Are GIFs still used in 2026?

Yes, just differently from a decade ago. The format itself is rarely the file format actually delivered to a viewer (most platforms transcode to MP4 or WebP behind the scenes), but the GIF idea (a short, looping, audio-free reaction clip) is still everywhere. Giphy, Tenor, and the newer Klipy supply most of the GIFs people send through messaging apps; comment-section reactions on Instagram, X, Discord, and Slack still run on GIF search; and animated stickers and short reaction Reels have largely absorbed the cultural slot reaction GIFs used to fill.

What happened to Tenor and Giphy?

Two big ownership shifts and one shutdown to know about. Meta acquired Giphy for around $400 million in 2020 and was forced to divest by the UK's Competition and Markets Authority in 2023; Shutterstock bought Giphy for $53 million in May 2023, an 87% loss for Meta.
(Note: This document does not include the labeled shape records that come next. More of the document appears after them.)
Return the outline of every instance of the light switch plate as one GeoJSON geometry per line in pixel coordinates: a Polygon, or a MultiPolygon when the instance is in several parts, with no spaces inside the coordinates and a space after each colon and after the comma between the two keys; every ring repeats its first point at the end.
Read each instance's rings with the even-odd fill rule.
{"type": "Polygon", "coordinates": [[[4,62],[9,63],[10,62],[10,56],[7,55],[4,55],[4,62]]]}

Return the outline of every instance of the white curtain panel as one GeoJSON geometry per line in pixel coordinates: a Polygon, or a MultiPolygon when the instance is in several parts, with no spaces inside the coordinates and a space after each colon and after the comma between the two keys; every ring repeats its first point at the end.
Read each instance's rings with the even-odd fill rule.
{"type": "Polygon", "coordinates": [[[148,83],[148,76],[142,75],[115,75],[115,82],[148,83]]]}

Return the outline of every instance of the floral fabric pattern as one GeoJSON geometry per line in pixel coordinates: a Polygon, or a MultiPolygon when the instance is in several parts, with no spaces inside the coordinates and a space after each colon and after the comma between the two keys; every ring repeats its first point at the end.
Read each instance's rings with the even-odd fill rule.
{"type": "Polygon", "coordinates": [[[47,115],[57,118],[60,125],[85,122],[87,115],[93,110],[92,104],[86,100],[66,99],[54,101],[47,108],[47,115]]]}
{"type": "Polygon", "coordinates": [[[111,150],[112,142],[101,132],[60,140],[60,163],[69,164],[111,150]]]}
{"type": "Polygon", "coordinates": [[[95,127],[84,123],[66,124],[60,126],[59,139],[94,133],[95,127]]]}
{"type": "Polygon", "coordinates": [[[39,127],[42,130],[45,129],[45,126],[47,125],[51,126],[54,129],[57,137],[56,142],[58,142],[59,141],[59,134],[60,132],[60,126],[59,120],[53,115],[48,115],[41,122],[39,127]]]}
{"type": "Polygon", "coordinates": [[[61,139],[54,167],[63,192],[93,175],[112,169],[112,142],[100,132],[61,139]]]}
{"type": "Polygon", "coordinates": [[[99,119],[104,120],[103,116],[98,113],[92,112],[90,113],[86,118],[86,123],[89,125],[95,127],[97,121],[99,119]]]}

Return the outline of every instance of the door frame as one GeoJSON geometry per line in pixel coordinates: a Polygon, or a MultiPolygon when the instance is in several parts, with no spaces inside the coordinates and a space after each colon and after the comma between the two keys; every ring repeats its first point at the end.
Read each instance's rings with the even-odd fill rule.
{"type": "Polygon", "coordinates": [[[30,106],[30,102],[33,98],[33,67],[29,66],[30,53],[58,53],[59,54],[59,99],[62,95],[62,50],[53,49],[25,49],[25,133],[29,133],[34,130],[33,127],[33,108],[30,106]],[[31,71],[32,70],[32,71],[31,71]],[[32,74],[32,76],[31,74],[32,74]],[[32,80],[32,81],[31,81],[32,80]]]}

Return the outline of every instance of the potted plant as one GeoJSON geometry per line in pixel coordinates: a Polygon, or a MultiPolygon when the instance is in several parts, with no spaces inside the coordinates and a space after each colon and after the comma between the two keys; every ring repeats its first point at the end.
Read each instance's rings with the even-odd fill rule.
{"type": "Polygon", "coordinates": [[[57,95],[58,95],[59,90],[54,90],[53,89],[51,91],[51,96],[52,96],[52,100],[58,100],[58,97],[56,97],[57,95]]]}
Google acquired Tenor in March 2018, then announced in January 2026 that it would shut down the public Tenor API on June 30, 2026, ending the route most third-party apps used to pull Tenor GIFs into their interfaces. WhatsApp, Discord, and other apps that depended on the Tenor API are migrating to Giphy and the newer Klipy as replacements.

How do I make a GIF?

Three working routes. The first is upload a short video clip (under 15 seconds usually works best) to a converter like ezgif, Giphy's own GIF maker, Tenor's create tool, or Adobe Express, and download the result. The second is the in-app route on iPhone (Shortcuts can convert a Live Photo or a video to a GIF) or on Android (Google Photos has a motion option). The third is the desktop route through Photoshop's Save for Web, DaVinci Resolve, or the open-source command-line tool ffmpeg, which gives the most control over palette, frame rate, and file size.

Do GIFs hurt page speed?

Yes, on a website. A large GIF is one of the easiest ways to ruin a Largest Contentful Paint score and the slowest format for the kind of animation people want on a page. The working alternative is an MP4 with autoplay, muted, loop, and playsinline attributes (which gives a GIF-style loop with a much smaller file), or a WebP or AVIF version of the animation, which both ship the same loop in a fraction of the bytes. The actual GIF file format is best kept inside chat and social comment surfaces where the platform handles the conversion to a lighter format on the way through.